Impact at scale requires localized, collaborative action
The human rights risks facing women, migrant workers and others in global supply chains are complex but what is abundantly clear is that, in many cases, local organizations have tremendous insights about how to address them. During our trip, we spent time with many NGO and IGO partners, including Winrock International, USAID, Roundtable on Sustainable Palm Oil (RSPO) and Oxfam.
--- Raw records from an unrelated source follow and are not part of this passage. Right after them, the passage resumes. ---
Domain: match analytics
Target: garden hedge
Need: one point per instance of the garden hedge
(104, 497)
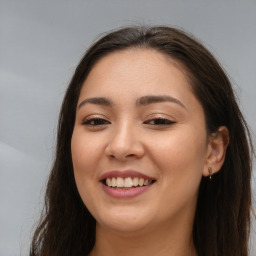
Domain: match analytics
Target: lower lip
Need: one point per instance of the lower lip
(125, 193)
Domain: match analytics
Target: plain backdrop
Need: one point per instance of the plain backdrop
(41, 42)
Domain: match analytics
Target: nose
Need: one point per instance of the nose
(124, 143)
These organizations are on-the-ground and work closely with farmers, worker organizations and agricultural suppliers, seeing firsthand the persistent human rights challenges that exist in global supply chains.
NGOs offered grace throughout the pandemic, understanding how it impacted businesses and that, often, social impact took a shortfall due to health, safety, and other constraints. But now, NGOs – and the rest of the world – are seeing companies post record profits and are, understandably, no longer willing to accept COVID impacts as an excuse for deprioritized or delayed action.
There is also a crucial need for continued collaboration across industry. Many of us are working with the same suppliers on the very same issues. Until industry sectors and brands work together more effectively, we are missing an opportunity to drive this work further – and more efficiently – to make a difference for the people and communities within our supply chains.
While proud that progress has been made, I believe there is still a lot of work to be done.
At the end of the day, we should all be working to advance supply chains where work empowers people, human rights are respected and worker vulnerability is significantly reduced.